The work of Preaching Director Paul Windsor
International Program Director of Langham Preaching, Paul Windsor, first encountered Langham Partnership through the person of John Stott. At the age of 21, he attended an International Fellowship of Evangelical Students (IFES) conference in the USA where John preached on Romans Chapters 1 – 5 to Paul and 17,000 other students.
Paul shares, “It really was a huge moment in my life. As I heard him preach, I recognised God was calling me to a preaching ministry.” After this pivotal moment, Paul took the journey into pastoral ministry, continuing to follow along with the life and work of John Stott, including the development of Langham Partnership.
Becoming Preaching Director
Having grown up on the mission field, as his parents served in South Asia with Interserve, Paul had always fostered a passion for international, Majority World ministry.
After a long career in pastoral ministry, including 20 years in theological education in his home country of New Zealand, Paul felt the pull for a new direction. He reflects, “I was open to what God would have next for me. The combination of being called to preach, being raised on the mission field and being keen to get back involved in cross-cultural work … I became aware of a job that was going in Langham Partnership. It was an Associate Director for the Langham Preaching ministry with a focus on Asia and the South Pacific.”
Paul worked for a few years as an Associate Director, before being appointed to International Program Director of Langham Preaching in 2013.
Paul says, “My role is really trying to support and encourage people like the [regional preaching directors]. I have to do it from New Zealand, which is not easy. It’s an odd time zone and it’s a long way away. There are often times when I feel I should be present for something but can’t be.”
His responsibility is as a leader caring for people. Paul says, “I often think of the three S’s trying to shepherd, serve, and steward those who are responsible to me. As I do that they’re really the ones that carry the work forward.”
The growth of contextual preaching training
For Paul, one of his biggest aims over the years he has worked as Preaching Director has been to build teams. He shares, “I think that we’re made in the image of God and when we learn about the image of God for the first time in the Bible, it talks about how God says ‘let us make humanity in our image’. So there’s a sense in which God is a team, He’s an us and we’re made in that image.”
To this end, Paul sees building teams as instrumental in doing God’s work. He says, “When I started, we started with a global team, which has been meeting for 10 years. And then we started the next layer, the continental leadership teams, and then the next layer, the regional teams, and then they serve the local preaching movement – which is really where the work is happening.”
The team building through those levels have been really important to the on-the-ground work of Langham Preaching. It has been encouraging to Paul, and all involved, to see how those teams are developing under God.
In addition to the building of teams, a crucial element of the preaching ministry as a whole is that it is ‘locally owned’. Paul explains, “It’s really important that the work be indigenous. That it’s locally owned and operated, and not a franchise. It’s not run from outside, but our preaching movements are able to develop in a way that fits their context.”

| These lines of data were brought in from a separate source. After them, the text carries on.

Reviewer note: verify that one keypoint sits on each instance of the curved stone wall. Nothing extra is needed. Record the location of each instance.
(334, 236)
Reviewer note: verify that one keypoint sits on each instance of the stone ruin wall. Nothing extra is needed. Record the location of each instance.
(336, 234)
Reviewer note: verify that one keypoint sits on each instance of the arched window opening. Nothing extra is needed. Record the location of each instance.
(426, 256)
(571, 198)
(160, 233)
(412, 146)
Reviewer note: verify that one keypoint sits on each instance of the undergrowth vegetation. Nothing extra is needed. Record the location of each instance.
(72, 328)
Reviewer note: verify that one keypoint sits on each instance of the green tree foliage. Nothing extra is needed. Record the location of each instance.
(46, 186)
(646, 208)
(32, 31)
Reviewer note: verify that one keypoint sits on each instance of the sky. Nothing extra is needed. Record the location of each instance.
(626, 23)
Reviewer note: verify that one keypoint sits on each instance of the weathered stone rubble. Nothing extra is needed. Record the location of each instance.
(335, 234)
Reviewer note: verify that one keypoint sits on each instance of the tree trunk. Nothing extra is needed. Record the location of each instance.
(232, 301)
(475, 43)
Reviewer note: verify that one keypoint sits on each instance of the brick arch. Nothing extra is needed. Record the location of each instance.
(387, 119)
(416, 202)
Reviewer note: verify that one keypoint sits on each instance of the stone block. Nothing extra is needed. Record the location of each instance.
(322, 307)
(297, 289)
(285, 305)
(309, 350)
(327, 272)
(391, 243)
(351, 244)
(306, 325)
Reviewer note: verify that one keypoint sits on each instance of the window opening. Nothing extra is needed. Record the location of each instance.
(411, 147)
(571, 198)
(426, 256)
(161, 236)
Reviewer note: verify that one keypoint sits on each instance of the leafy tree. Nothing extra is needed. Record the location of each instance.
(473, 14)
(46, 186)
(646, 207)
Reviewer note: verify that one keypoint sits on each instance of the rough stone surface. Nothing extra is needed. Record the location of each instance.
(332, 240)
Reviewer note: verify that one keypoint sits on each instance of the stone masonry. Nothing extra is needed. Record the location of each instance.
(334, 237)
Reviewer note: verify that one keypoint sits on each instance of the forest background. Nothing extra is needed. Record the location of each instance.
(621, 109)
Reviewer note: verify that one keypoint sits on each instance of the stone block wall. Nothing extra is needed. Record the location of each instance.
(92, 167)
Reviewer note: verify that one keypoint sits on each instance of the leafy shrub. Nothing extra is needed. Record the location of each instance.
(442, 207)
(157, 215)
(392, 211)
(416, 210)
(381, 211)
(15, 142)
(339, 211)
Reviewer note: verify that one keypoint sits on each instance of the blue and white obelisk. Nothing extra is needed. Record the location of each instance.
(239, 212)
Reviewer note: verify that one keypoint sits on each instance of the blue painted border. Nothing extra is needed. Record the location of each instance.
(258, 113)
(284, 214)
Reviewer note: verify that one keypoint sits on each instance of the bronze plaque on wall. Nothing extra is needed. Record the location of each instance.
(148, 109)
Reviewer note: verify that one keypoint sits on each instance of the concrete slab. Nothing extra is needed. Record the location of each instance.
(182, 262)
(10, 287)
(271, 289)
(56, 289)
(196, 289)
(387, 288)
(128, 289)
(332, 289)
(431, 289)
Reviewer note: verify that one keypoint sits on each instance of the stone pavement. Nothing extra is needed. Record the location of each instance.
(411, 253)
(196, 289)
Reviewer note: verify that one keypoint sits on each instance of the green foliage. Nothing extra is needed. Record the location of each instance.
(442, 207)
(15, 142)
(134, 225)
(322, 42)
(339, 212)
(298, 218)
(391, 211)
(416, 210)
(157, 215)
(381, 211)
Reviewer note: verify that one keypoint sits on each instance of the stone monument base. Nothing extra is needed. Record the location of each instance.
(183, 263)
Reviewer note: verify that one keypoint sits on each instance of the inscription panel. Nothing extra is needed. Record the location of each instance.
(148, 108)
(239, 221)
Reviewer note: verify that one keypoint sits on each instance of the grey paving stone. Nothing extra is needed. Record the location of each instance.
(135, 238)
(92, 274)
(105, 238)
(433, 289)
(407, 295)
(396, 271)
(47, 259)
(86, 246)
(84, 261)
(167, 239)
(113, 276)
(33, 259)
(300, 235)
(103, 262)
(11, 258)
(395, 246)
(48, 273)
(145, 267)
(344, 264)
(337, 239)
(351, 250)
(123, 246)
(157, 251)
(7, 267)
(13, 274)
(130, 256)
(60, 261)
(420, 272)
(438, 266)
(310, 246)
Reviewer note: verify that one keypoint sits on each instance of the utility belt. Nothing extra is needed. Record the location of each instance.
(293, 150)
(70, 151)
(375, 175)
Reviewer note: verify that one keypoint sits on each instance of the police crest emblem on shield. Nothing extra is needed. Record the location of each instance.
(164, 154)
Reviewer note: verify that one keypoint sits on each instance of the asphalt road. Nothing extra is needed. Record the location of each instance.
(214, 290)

Behind each movement is the Langham Preaching engine that doesn’t change, but as Paul describes it, the “chassis of the car can change and does change and it’s locally driven.” This is one of the key foundations of Langham Preaching and a core reason it is so impactful throughout the Majority World.
Challenges limiting the spread of preaching movements
Resourcing is one of the key challenges for the global preaching movement. Finances, materials and most especially the resource of people all limit what can be done.
Paul shares, “Obviously if there were greater levels of funding they could do a lot more. But in that, we’re really trying to encourage these preaching movements to be self-sustaining. So it might be a bit slower, but human resources is the big challenge.”
The work of preaching movements are carried forward by two key activities: people meeting in small groups or preaching clubs and practising their preaching and also meeting to be trained through seminars. This is where Langham Preaching is working with a lack of people: there are always more trainers and facilitators needed.
Paul shares, “We want to grow our trainers and equip them and develop them to do the work locally. So that is a big focus at the moment, trying to multiply the number of trainers locally.”
Many potential facilitators exist on the ground throughout the Majority World, but it takes time to grow them through the Langham Preaching training themselves.
God’s work and God’s timing
Within the Langham Preaching team, there is a strong sense that what they are doing is God’s work, and He’ll supply what is needed in His own timing.
Paul says, “Within our team, they sort of laugh at me a little bit because I often say God’s not in a hurry…even when we might be. A lot of the images of growth in the New Testament of the Lord’s work are slow. So I think that really important principle is not to rush things, but to let things grow in God’s way and in God’s time.”